Sceptical about homeopathy and alternative treatments, I was inclined to agree, but experience has taught me to be less definitive.
Twenty-odd years ago I had a frozen shoulder from coming off a bike at speed. I tried physiotherapy and acupuncture without effect. I was then spending some time with Professor Fred Hollows and he saw me wincing when I mimed a golf shot. He asked me what was wrong and I told him.
‘Leave it alone,’ he growled. ‘It’ll get better of its own accord.’
He was right, but not long after that I had an experience that shook my conviction that time and conventional medicine were the best bet. As I related in an earlier column, I fell into a swimming pool while cleaning it, broke my ankle and incurred a deep cut. This was in high summer at Byron Bay; the cut turned into a tropical ulcer, which I had treated a local clinic. It didn’t get any worse but it didn’t improve. I was telling this to a taxi driver bringing me back from the clinic. He said that his treatment for ulcers was to make a poultice of mashed up comfrey leaves and apply it to the site. Jean got some comfrey ointment from a health foods store. We used it and the ulcer healed quickly in the right way – that is, from the bottom up. We were told by a student of homeopathy that the rapid healing power of comfrey was well known and that care had to be taken not to heal over an infection. I’ve found comfrey effective quite often since.

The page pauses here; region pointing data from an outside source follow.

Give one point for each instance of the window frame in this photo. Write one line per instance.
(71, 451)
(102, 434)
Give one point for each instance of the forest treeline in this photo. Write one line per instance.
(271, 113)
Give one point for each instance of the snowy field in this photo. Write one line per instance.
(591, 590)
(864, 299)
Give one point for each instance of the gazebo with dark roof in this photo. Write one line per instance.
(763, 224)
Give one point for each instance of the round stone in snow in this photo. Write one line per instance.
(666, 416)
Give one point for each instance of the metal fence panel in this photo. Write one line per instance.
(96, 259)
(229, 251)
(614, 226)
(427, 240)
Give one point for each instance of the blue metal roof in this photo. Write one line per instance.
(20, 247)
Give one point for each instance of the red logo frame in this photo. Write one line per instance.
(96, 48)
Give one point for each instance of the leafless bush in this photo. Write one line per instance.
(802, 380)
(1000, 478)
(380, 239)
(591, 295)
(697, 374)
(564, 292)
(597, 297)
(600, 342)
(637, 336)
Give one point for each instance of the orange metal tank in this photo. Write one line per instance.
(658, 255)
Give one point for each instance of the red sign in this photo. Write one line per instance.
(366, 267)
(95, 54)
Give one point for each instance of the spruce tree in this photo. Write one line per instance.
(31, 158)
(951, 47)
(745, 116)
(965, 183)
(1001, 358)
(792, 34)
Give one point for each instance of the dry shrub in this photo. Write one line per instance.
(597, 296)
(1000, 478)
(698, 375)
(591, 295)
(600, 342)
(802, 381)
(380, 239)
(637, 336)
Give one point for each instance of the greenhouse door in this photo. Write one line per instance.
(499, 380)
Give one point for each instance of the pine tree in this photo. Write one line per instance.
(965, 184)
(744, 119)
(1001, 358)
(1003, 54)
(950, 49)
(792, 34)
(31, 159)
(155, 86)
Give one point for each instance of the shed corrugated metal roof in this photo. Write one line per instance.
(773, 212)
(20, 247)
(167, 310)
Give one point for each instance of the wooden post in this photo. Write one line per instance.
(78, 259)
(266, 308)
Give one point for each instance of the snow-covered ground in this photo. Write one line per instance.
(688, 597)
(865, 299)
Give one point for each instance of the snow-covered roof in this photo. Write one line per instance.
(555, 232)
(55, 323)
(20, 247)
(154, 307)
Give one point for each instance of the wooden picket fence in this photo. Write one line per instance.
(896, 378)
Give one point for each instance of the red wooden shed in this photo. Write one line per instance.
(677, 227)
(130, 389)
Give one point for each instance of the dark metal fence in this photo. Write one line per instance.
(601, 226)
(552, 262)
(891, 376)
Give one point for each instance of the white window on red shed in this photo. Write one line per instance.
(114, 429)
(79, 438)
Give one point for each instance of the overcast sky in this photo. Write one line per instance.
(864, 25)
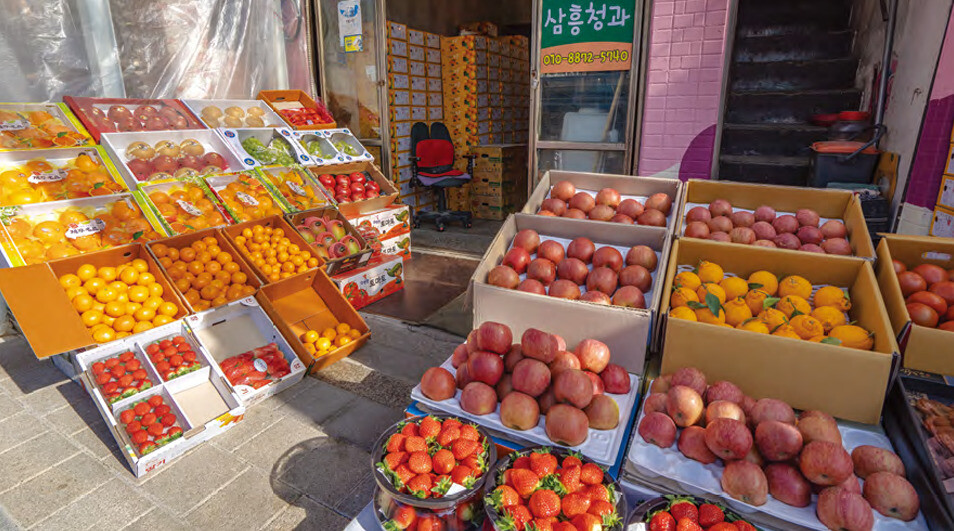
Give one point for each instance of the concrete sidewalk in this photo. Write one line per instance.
(298, 459)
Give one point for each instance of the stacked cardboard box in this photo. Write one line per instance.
(499, 184)
(414, 95)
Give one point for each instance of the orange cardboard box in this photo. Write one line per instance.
(845, 382)
(923, 349)
(46, 316)
(311, 301)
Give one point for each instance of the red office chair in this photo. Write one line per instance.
(432, 166)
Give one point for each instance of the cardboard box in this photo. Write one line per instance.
(627, 331)
(311, 301)
(344, 263)
(294, 99)
(39, 302)
(923, 349)
(185, 240)
(829, 203)
(627, 185)
(807, 375)
(239, 327)
(383, 276)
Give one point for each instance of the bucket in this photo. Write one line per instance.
(830, 163)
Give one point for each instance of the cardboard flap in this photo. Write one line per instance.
(37, 300)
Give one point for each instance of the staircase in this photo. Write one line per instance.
(791, 59)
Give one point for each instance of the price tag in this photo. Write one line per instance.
(48, 177)
(296, 188)
(246, 199)
(189, 208)
(85, 228)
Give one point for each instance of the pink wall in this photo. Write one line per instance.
(683, 87)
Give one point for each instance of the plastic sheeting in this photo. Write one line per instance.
(152, 49)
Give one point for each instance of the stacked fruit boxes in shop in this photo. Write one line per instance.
(499, 184)
(414, 95)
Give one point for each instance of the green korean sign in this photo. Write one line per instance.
(578, 36)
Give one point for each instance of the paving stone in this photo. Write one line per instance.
(184, 483)
(32, 500)
(326, 471)
(35, 456)
(363, 422)
(111, 506)
(307, 514)
(284, 437)
(248, 502)
(318, 402)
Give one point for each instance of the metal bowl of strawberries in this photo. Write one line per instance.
(433, 462)
(540, 485)
(671, 511)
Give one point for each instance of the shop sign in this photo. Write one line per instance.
(578, 36)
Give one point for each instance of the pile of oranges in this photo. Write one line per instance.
(766, 304)
(115, 302)
(318, 344)
(80, 177)
(269, 250)
(206, 275)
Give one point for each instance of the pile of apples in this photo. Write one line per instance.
(767, 449)
(537, 376)
(608, 205)
(929, 293)
(560, 272)
(765, 228)
(348, 188)
(329, 237)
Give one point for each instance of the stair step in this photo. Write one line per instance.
(816, 46)
(789, 171)
(794, 75)
(787, 107)
(770, 139)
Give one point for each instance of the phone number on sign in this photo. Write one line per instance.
(605, 56)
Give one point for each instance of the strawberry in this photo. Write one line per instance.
(419, 463)
(415, 443)
(682, 508)
(587, 522)
(395, 459)
(504, 496)
(524, 481)
(420, 485)
(429, 427)
(464, 447)
(403, 518)
(521, 462)
(543, 463)
(688, 524)
(570, 478)
(443, 461)
(448, 435)
(591, 474)
(469, 432)
(574, 504)
(544, 503)
(395, 443)
(710, 515)
(462, 475)
(662, 521)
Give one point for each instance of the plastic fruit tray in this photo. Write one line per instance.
(602, 446)
(39, 126)
(651, 461)
(41, 175)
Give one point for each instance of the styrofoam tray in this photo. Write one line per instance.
(694, 477)
(602, 446)
(622, 250)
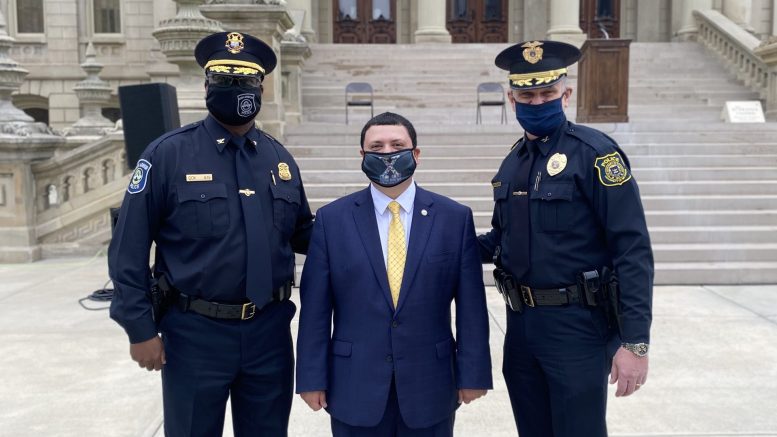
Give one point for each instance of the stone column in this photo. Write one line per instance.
(93, 93)
(22, 141)
(177, 37)
(565, 22)
(267, 22)
(740, 12)
(431, 22)
(295, 52)
(306, 29)
(767, 51)
(688, 29)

As a long-term diabetic I’ve suffered for some years from neurogenic pain in the lower legs, a consequence of poor circulation, and severe calf cramps in the early hours. The cramps often had me whimpering and Jean had to help. A friend told me that her mother used quinine to alleviate cramps. I found that this worked and for years took a quinine tablet every other night. This was frowned on by doctors, as quinine is a poison which can damage the liver and your hearing. One pharmacist indeed refused to dispense it even though I had a prescription.
I was told that the only medication for neurogenic pain carried unpleasant side effects. The only treatment was to maintain good glucose control, keep the legs warm in bed and elevate them as much as much as possible during the day.

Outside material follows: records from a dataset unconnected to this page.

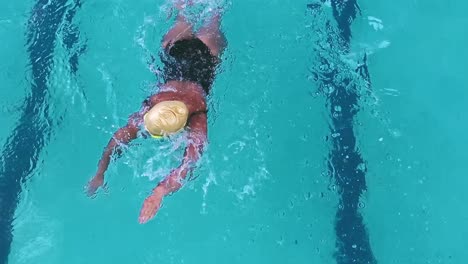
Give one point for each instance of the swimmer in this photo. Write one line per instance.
(189, 63)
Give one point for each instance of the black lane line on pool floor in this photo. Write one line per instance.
(21, 152)
(346, 165)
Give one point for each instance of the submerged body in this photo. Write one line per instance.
(190, 61)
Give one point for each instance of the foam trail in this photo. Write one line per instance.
(20, 154)
(341, 83)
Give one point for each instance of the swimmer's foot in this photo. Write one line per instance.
(150, 207)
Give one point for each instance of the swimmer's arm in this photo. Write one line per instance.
(173, 182)
(123, 136)
(196, 143)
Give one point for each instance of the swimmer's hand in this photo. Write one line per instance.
(94, 184)
(150, 207)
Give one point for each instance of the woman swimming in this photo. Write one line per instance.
(190, 60)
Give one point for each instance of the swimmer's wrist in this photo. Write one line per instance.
(159, 191)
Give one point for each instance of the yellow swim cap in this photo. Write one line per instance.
(166, 118)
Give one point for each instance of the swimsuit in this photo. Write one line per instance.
(189, 60)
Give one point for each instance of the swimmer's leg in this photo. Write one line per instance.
(212, 35)
(182, 29)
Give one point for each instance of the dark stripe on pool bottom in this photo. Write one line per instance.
(22, 149)
(346, 164)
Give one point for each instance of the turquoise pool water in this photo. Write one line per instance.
(263, 193)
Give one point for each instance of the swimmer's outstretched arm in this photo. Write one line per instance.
(196, 143)
(121, 137)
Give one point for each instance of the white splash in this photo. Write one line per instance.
(376, 23)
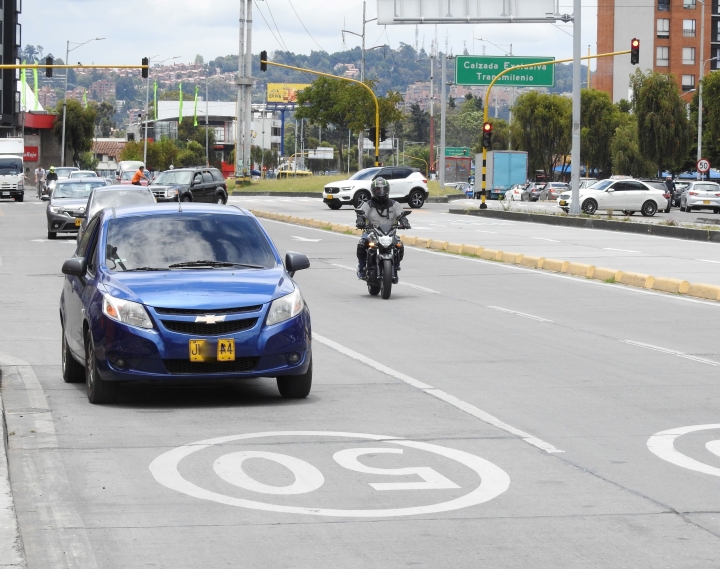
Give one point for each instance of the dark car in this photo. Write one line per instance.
(114, 196)
(190, 185)
(66, 208)
(165, 293)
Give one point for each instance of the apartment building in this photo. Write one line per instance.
(669, 32)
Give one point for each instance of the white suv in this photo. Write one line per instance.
(407, 185)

And this I endured but all this changed a year ago when Jean and I moved to Earlwood. Jean found a Chinese masseuse and suggested that I try massage for my troublesome lower legs. I overcame my scepticism and after very few sessions the neurogenic pain disappeared and I was able to stop taking quinine with no cramps resulting. I became a grateful convert to massage and, inadvertently, had the chance to put it to the test.
As I’ve written, I was in hospital for nine weeks – no massage – and the neurogenic pain returned, with twinges of cramp. I’ve now resumed and increased the massage sessions. The pain is coming under control and there are no signs of cramp. Bravo!
But if I catch a cold and begin to cough I’m still likely to pop a pill rather than try a Chinese herbal mixture.